Nos réseaux sans fil ne sont pas assez sécurisés - Le piratage de Wi-Fi, point faible de la loi Hadopi ?


La surveillance des internautes pour réprimer le téléchargement illégal, telle que prévue par la nouvelle loi antipiratage (Hadopi) , entraînera une explosion des tentatives de détournement de connexions.

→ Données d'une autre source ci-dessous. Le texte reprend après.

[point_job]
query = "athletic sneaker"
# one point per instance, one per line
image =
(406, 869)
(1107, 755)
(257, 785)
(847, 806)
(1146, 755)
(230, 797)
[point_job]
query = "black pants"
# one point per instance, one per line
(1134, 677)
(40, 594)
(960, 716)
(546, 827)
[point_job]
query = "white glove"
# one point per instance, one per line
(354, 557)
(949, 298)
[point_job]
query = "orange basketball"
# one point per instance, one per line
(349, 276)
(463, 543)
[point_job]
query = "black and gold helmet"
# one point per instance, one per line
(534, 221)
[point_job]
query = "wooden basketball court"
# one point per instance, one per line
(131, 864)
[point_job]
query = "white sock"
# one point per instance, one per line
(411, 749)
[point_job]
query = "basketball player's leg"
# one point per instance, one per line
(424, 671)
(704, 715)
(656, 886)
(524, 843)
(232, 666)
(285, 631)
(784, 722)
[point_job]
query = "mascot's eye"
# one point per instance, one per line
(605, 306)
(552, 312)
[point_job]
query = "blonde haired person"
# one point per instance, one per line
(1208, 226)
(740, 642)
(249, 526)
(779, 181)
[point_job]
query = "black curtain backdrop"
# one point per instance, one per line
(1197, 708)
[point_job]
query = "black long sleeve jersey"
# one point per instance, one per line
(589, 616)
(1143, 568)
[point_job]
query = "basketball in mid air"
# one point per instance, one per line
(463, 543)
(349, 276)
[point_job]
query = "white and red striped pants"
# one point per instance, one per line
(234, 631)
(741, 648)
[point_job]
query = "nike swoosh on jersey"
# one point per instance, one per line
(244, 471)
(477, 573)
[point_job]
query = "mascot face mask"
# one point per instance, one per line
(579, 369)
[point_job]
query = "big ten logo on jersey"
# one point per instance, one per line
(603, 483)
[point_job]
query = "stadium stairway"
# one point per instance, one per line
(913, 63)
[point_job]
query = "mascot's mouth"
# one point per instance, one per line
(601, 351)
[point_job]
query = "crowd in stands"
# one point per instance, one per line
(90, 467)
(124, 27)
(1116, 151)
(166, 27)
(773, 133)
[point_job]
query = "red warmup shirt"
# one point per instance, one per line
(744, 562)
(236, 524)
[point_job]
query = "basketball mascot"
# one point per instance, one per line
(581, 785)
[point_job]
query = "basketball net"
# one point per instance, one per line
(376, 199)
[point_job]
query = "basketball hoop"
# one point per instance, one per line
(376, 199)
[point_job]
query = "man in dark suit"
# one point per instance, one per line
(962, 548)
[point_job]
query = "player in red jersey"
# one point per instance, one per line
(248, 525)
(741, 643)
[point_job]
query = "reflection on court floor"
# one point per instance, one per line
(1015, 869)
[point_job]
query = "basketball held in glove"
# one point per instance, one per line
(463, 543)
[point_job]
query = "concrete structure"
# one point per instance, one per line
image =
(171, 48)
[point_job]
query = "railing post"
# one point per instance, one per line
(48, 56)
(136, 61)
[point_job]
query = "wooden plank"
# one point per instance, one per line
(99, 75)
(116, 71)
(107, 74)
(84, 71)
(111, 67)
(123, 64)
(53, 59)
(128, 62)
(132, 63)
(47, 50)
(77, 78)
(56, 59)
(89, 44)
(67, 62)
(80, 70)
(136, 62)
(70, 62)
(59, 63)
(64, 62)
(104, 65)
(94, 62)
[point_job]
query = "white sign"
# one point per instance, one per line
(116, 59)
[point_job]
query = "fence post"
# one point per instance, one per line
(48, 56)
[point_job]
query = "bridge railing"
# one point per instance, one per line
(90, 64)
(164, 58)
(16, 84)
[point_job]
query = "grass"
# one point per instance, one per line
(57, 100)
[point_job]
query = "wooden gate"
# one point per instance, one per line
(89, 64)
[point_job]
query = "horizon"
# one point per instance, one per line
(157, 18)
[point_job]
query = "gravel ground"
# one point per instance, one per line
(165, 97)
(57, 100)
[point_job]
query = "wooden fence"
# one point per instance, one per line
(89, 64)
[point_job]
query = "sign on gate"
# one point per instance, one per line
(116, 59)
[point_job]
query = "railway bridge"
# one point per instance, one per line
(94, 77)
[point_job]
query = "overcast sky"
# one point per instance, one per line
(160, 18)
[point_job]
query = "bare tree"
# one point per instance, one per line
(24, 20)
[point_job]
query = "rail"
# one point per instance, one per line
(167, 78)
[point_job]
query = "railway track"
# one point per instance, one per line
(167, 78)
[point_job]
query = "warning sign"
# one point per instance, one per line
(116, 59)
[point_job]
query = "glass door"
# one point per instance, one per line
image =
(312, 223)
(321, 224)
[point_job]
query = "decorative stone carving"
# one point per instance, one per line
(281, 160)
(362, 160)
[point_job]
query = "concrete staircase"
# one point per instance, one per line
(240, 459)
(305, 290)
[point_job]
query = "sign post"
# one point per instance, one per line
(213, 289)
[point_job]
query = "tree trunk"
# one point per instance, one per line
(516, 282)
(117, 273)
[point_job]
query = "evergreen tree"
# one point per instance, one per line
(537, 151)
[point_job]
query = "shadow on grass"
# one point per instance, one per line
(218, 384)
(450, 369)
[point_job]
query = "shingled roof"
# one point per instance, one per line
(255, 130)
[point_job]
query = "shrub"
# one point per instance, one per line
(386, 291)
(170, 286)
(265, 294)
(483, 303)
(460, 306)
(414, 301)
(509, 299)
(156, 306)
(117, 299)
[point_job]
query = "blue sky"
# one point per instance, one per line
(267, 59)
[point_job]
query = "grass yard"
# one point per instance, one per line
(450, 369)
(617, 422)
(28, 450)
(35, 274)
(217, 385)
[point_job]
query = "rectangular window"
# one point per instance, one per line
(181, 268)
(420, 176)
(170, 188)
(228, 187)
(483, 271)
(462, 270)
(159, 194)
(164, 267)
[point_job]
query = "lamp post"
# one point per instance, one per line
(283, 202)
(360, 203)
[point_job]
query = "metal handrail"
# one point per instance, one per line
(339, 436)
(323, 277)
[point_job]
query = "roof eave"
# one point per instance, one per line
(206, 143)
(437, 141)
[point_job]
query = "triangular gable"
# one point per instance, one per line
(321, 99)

En effet, puisqu'il sera risqué de pirater des contenus depuis sa propre ligne, il ne fait aucun doute que de nombreux internautes seront tentés d'utiliser la connexion d'un voisin, à son insu. Pour cela, rien de plus simple que d'utiliser le Wi-Fi.

Des réseaux non sécurisés à tous les coins de rue


Une rapide balade dans une ville, avec un simple ordinateur équipé de la technologie sans fil, permet de constater que de nombreuses connexions ne disposent pas de sécurité, et que la majorité des accès protégés utilisent des verrous obsolètes. Sur invitation d'un expert du Wi-Fi, lepoint.fr a effectué un test. Au coeur de Paris, dans les 13e et 14e arrondissements, plus de deux mille points d'accès Wi-Fi ont été détectés par notre ordinateur, en moins d'une heure. Un quart d'entre eux seulement étaient correctement sécurisés. Interrogé par lepoint.fr sur ce constat alarmant, Olivier Henrard, conseiller juridique du ministère de la Culture et proche collaborateur de Christine Albanel, reconnaît que "c'est à peu près cela".

En réalité, la majorité des connexions détectées étaient protégées par le protocole WEP, totalement obsolète, ou n'étaient tout simplement pas protégées. Compte tenu de la complexité de la configuration, de nombreux abonnés à Internet préfèrent simplement désactiver les protections wifi pour se connecter plus facilement. Certaines connexions étaient si peu sécurisées qu'il était même possible de modifier les paramètres du modem, y compris les mots de passe de connexion. Le travail de sécurisation du réseau wifi de "monsieur tout le monde" est donc titanesque. "Avec Hadopi, le gouvernement attise la convoitise des pirates et livre ces connexions mal sécurisées à tous leurs assauts", explique l'expert, qui tient à garder l'anonymat, mais pas son ressentiment contre la nouvelle loi.

Des logiciels labellisés

La loi antipiratage prévoit d'inciter les abonnés à sécuriser leur connexion, à l'aide de logiciels labellisés par l'Hadopi. "La logique globale de la loi est de créer une prise de conscience", explique Olivier Henrard. "Il faut que tout le monde comprenne que l'absence de sécurisation du Wi-Fi peut avoir des conséquences", poursuit-il, rappelant que les sécurités "seront de plus en plus activées par défaut sur les matériels vendus".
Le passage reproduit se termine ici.